Claude Sonnet 4.5 is Anthropic’s latest coding and agent-focused model. It’s exceptional at tool use, step-by-step reasoning, and handling complex multi-step agent workflows. In practice, when I’ve seen it tested for response formatting tasks — like following specific date format instructions — it consistently does better than GPT-4.1 at following detailed instructions.

Best for: Advanced software development assistance, building multi-step autonomous agents, tasks that require integration with external tools and systems, and scenarios where following complex formatting instructions precisely is important.

Availability: Preview (Frontier Program) — available for early experimentation, not recommended for production.

Claude Opus 4.1 (Deep)

Claude Opus 4.1 is Anthropic’s reasoning powerhouse. It’s designed for intensive analysis and structured problem-solving. If you have a scenario that needs very thorough, methodical reasoning — think compliance auditing, elaborate planning, or synthesizing information from long documents — this is worth testing.

Best for: In-depth data analysis, research summarization, complex reasoning tasks where depth and thoroughness are more important than speed.

Availability: Experimental — use only for exploration and testing.

A Quick Side-by-Side Comparison

Here’s a summary to help you match your use case to the right model:

Your Use Case	Recommended Model	Why
Basic FAQ / helpdesk bot	GPT-4.1	Fast, accurate, stable, production-ready
Natural multi-turn conversations	GPT-5 Chat	Better context retention, more conversational
Multi-step process automation	GPT-5 Auto	Designed to orchestrate actions across systems
Document analysis / compliance	GPT-5 Reasoning or Claude Opus 4.1	Deep reasoning capability
Code generation / tool-heavy agents	Claude Sonnet 4.5	Excels at tool use and agentic workflows
Mixed intents, unpredictable queries	GPT-5 Auto	Routes queries dynamically
Testing the latest features	GPT-5.2 Chat / GPT-5.2 Reasoning	Cutting-edge, experimental

What Your Admin Needs to Enable

This part catches a lot of makers off guard. If you open the model dropdown and only see GPT-4.1, it doesn’t mean other models don’t exist — it means your admin hasn’t turned on the settings for them.

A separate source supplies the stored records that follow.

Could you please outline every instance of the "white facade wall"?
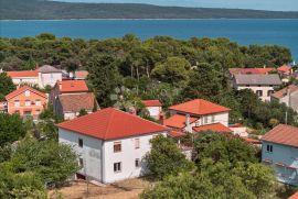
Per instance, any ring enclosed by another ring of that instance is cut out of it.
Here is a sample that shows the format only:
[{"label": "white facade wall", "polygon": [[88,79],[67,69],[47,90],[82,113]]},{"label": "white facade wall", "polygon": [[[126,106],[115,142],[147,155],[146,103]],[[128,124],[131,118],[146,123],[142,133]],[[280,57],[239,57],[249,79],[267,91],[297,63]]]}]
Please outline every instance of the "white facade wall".
[{"label": "white facade wall", "polygon": [[[58,142],[73,146],[83,158],[84,168],[78,173],[105,184],[139,177],[148,174],[145,155],[151,150],[149,141],[155,136],[167,132],[131,136],[115,141],[102,141],[79,133],[58,130]],[[78,146],[78,139],[83,139],[84,146]],[[139,148],[136,148],[136,139],[139,139]],[[114,142],[121,142],[121,152],[114,153]],[[140,159],[140,167],[136,168],[135,161]],[[121,172],[114,172],[114,163],[121,163]]]},{"label": "white facade wall", "polygon": [[21,85],[21,84],[39,85],[38,77],[12,77],[11,79],[14,85]]},{"label": "white facade wall", "polygon": [[[83,140],[83,147],[78,146],[78,139]],[[98,181],[103,180],[103,141],[60,129],[58,142],[73,146],[74,151],[81,158],[83,158],[84,167],[78,172],[78,174],[88,176],[88,179],[95,179]]]},{"label": "white facade wall", "polygon": [[[267,152],[267,145],[273,146],[273,152]],[[263,141],[262,161],[272,162],[270,166],[275,169],[276,178],[279,181],[289,185],[298,185],[298,147]],[[278,164],[284,164],[285,166]]]},{"label": "white facade wall", "polygon": [[150,117],[155,119],[159,119],[159,114],[161,113],[161,107],[147,107]]},{"label": "white facade wall", "polygon": [[234,87],[237,89],[237,90],[242,90],[242,89],[251,89],[254,91],[254,93],[257,92],[257,90],[262,90],[263,91],[263,96],[259,97],[259,99],[262,101],[270,101],[270,96],[268,96],[268,91],[272,90],[274,91],[274,87],[272,86],[249,86],[249,87],[246,87],[246,86],[235,86]]},{"label": "white facade wall", "polygon": [[62,73],[42,74],[39,73],[39,85],[44,88],[46,85],[54,87],[57,80],[62,80]]},{"label": "white facade wall", "polygon": [[[105,142],[104,183],[109,184],[117,180],[139,177],[148,174],[148,169],[146,168],[143,157],[151,150],[151,144],[149,143],[149,141],[153,137],[153,135],[158,134],[160,133],[115,140],[121,142],[121,152],[118,153],[114,153],[115,141]],[[166,136],[167,132],[163,132],[162,134]],[[139,148],[135,147],[136,139],[140,140]],[[141,162],[140,164],[141,166],[139,168],[136,168],[135,166],[136,158],[139,158]],[[114,173],[114,163],[119,162],[121,163],[121,172]]]}]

There are three key admin controls:

1. Allow Preview and Experimental Models

Your admin needs to go into the Power Platform admin center and turn on the “Preview and experimental AI models” setting for your environment. Without this, you’ll only see Generally Available models.

To check or change this:

Go to Power Platform admin center
Select your environment
Go to Settings → Features
Enable Allow Preview & Experimental AI models

2. Move Data Across Regions

Experimental models may not run in the same data center as your environment. For example, if your environment is in Europe but the experimental model is hosted in the US, your data needs to cross regions to use it.

Your admin needs to enable Move data across regions in the Power Platform admin center. If this is off, experimental model features simply won’t work.

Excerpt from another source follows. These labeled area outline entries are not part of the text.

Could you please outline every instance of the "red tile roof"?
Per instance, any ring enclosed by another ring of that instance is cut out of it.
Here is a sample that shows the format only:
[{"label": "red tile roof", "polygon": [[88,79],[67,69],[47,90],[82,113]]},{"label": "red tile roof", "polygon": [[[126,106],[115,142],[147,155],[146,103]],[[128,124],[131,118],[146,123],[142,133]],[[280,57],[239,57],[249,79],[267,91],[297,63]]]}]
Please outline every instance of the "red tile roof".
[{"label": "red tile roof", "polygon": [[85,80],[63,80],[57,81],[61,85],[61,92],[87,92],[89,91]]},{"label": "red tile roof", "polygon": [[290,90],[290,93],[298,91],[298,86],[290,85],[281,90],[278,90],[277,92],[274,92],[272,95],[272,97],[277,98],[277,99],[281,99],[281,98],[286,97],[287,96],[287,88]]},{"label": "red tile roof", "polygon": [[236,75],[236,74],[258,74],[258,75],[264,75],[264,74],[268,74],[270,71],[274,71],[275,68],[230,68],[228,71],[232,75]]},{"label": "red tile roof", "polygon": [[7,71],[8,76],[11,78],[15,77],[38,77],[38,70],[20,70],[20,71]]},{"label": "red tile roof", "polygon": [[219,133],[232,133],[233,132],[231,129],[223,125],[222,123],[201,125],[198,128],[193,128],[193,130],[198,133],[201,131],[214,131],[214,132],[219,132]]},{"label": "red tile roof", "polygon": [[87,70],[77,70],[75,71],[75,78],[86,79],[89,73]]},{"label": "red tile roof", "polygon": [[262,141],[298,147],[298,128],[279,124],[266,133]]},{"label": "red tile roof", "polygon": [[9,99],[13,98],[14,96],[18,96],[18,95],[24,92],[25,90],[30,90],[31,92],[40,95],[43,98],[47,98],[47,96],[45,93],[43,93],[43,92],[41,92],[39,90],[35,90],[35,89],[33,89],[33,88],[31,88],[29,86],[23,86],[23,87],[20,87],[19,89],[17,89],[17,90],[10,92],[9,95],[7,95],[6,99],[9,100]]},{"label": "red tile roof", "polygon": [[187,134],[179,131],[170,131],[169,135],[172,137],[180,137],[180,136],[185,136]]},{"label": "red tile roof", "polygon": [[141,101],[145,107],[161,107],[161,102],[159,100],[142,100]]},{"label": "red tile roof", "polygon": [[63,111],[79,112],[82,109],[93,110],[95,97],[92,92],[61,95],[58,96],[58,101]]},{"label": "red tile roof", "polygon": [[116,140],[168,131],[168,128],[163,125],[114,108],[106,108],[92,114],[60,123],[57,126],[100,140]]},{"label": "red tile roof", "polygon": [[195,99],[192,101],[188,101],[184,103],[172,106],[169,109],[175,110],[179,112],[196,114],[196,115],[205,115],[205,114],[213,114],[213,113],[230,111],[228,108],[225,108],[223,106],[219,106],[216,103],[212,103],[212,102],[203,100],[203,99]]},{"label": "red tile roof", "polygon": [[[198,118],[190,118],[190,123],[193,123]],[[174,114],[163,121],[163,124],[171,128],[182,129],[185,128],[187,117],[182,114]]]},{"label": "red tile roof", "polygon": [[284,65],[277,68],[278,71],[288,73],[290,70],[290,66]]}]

3. Enable Anthropic as a Microsoft Subprocessor (for Claude Models)

To use Claude Sonnet 4.5 or Claude Opus 4.1, a Global Administrator needs to go to the Microsoft 365 Admin Center and enable the setting:

“Enable Anthropic as a Microsoft subprocessor subject to the above terms”

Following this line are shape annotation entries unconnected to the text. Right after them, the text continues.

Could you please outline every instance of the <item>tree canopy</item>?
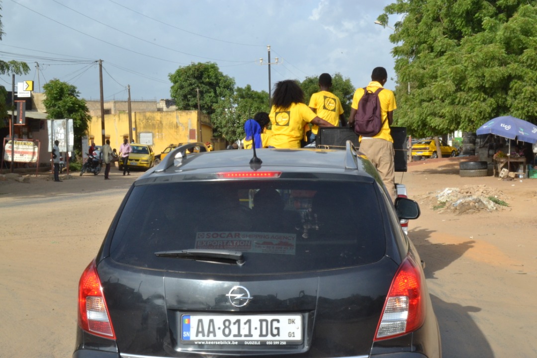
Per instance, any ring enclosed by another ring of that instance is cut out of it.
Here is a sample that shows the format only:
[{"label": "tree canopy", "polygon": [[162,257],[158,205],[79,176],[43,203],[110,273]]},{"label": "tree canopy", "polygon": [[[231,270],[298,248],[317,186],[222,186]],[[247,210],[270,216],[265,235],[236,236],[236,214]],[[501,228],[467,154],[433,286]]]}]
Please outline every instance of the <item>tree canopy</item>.
[{"label": "tree canopy", "polygon": [[258,112],[268,113],[268,93],[254,91],[249,84],[244,88],[236,88],[232,96],[216,105],[215,113],[211,116],[215,135],[229,142],[244,138],[244,122]]},{"label": "tree canopy", "polygon": [[182,111],[198,109],[198,91],[200,108],[213,114],[216,104],[233,94],[235,80],[222,74],[216,63],[192,63],[179,67],[168,75],[172,83],[170,94]]},{"label": "tree canopy", "polygon": [[501,115],[537,123],[534,0],[397,0],[378,20],[394,14],[397,125],[429,136]]},{"label": "tree canopy", "polygon": [[76,87],[56,78],[43,86],[45,99],[43,104],[50,119],[72,118],[75,148],[82,148],[82,136],[88,130],[91,116],[86,101],[78,98]]}]

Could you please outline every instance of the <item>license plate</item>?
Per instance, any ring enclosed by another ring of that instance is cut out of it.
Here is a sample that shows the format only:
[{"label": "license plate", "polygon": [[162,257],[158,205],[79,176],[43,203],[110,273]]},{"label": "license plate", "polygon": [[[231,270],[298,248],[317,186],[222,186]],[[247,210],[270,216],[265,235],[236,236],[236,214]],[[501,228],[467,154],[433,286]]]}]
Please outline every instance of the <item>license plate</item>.
[{"label": "license plate", "polygon": [[300,315],[184,315],[185,344],[285,345],[302,340]]}]

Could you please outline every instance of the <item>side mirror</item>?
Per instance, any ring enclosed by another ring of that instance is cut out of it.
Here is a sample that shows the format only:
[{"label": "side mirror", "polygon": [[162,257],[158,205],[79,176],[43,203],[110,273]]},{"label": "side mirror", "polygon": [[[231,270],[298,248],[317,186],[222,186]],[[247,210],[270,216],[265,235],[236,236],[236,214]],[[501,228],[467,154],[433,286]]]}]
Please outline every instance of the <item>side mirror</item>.
[{"label": "side mirror", "polygon": [[395,206],[400,219],[417,219],[421,214],[418,203],[407,198],[396,198]]}]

If this isn’t enabled, the Anthropic models won’t appear in your dropdown at all — not even as an option. Once it’s enabled, users also need to accept Anthropic’s data handling terms in Copilot Studio before they can start building with Claude.

What Happens When a Model Gets Retired?

Microsoft periodically upgrades the default model. When that happens, the old model gets a “Retired” tag. You can still use a retired model for up to 30 days after the upgrade.

Why would you want to do that? A few real reasons:

Your agent’s downstream systems expect a specific response format or style, and the new model’s output is structured differently
You’re in the middle of a product launch or critical event, and stability is more important than getting new features right now
Your compliance team needs to vet the new model before it processes sensitive data in your environment

To keep using a retired model:

Go to your agent’s Settings page
In the Generative AI tab, find the Model section
Toggle on “Continue using retired models”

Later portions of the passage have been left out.